Holes In Chicken Eggs

Free Ranging and Training Chickens...

“Hi, thanks for a great site! I am interested to know the reason for a hole in each egg that our hen produces daily. I am not sure whether the hen / cock is responsible for this. The egg does not run out as such but the shell is always pierced (the hole being the size of a raisin). Is this a common occurrence or what is the reason behind this? Many thanks” ~ Mary

Hi Mary,

Thanks for the question.

It sounds to me like one of your chickens is pecking at the egg.

The contents is not running out because the chicken is not pecking deep enough to break the membrane that seals the contents of the egg.

Now is the time to take steps to stop this behavior before they accidentally end up with a beak full of egg white and are delighted by this wonderful, new, squishy food.

It’s can be very hard to break the egg eating habit.

In your case, the first thing I would do is make sure you collect often; the less time an egg sits in the nest box, the less likely it will be pecked at.

If this is not possible due to your schedule, there are a few things you can do to deter the pecking.

Thin shelled eggs are easier to pierce.

If you are not already doing so, supplement their diet with oyster shell or another calcium supplement. This should be available at all times to the flock to eat free choice.

Start with a golf ball or wooden egg placed in the nesting box, the intention is to fool the chicken into believing it is a real egg. When the chicken pecks at the hard surface, it is supposed to be discouraged and give up pecking at the eggs.
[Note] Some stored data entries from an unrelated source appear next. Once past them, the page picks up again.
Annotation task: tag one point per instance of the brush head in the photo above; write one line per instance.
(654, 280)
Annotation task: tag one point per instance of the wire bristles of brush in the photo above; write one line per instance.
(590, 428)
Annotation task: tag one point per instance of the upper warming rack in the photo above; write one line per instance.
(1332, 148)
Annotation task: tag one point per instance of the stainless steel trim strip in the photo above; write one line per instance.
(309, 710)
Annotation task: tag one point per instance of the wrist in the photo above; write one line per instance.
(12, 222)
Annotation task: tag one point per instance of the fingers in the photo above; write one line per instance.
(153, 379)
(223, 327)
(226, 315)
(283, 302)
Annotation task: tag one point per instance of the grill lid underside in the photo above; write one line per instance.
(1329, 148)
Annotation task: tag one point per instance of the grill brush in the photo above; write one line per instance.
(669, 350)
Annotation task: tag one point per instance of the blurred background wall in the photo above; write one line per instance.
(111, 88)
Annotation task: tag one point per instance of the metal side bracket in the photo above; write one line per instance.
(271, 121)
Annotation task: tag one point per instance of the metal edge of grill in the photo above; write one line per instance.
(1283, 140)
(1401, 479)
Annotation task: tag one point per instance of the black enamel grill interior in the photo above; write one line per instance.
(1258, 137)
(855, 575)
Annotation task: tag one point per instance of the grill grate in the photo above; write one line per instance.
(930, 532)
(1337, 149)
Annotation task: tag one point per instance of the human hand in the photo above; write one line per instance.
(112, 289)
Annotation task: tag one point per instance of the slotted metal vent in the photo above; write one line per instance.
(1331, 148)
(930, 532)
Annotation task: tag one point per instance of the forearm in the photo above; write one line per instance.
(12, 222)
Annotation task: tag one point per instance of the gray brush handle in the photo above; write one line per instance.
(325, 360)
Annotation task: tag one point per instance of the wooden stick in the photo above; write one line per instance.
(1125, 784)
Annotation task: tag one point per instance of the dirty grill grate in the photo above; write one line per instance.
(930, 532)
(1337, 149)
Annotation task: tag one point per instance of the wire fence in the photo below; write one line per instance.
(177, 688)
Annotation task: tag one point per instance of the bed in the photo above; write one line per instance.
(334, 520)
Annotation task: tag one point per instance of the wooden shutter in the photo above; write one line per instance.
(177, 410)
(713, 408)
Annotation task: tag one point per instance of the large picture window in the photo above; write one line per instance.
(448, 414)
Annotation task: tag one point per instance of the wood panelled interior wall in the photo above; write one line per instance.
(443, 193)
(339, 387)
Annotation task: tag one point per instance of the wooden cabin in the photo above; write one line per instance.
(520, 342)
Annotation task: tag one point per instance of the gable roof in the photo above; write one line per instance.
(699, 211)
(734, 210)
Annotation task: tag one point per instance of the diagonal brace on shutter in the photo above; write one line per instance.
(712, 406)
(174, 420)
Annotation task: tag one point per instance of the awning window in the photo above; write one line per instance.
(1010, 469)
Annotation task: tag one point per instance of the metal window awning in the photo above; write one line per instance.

Some people swear by covering an egg with petroleum jelly and placing it in the nesting box so that the chicken gets a beak full of goop. This is supposed to deter the egg pecking behavior as well.

The other thing I’ve heard recommended is to add hot sauce to the contents of an egg so the chicken gets a surprise when it pecks into it. Again, it’s supposed to be a negative reinforcement.

Finally, if none of the above ideas work for you, I’d recommend separating the hen and rooster so that you can determine which one is the offender.

If it is the rooster, as a last resort you might consider replacing him because it’s only a matter of time before full fledged egg eating will start.

If it’s the hen, unless you’re willing to keep her as a pet, there’s not much point in keeping a hen if you aren’t able to eat her eggs.

Mary, thanks again for the question.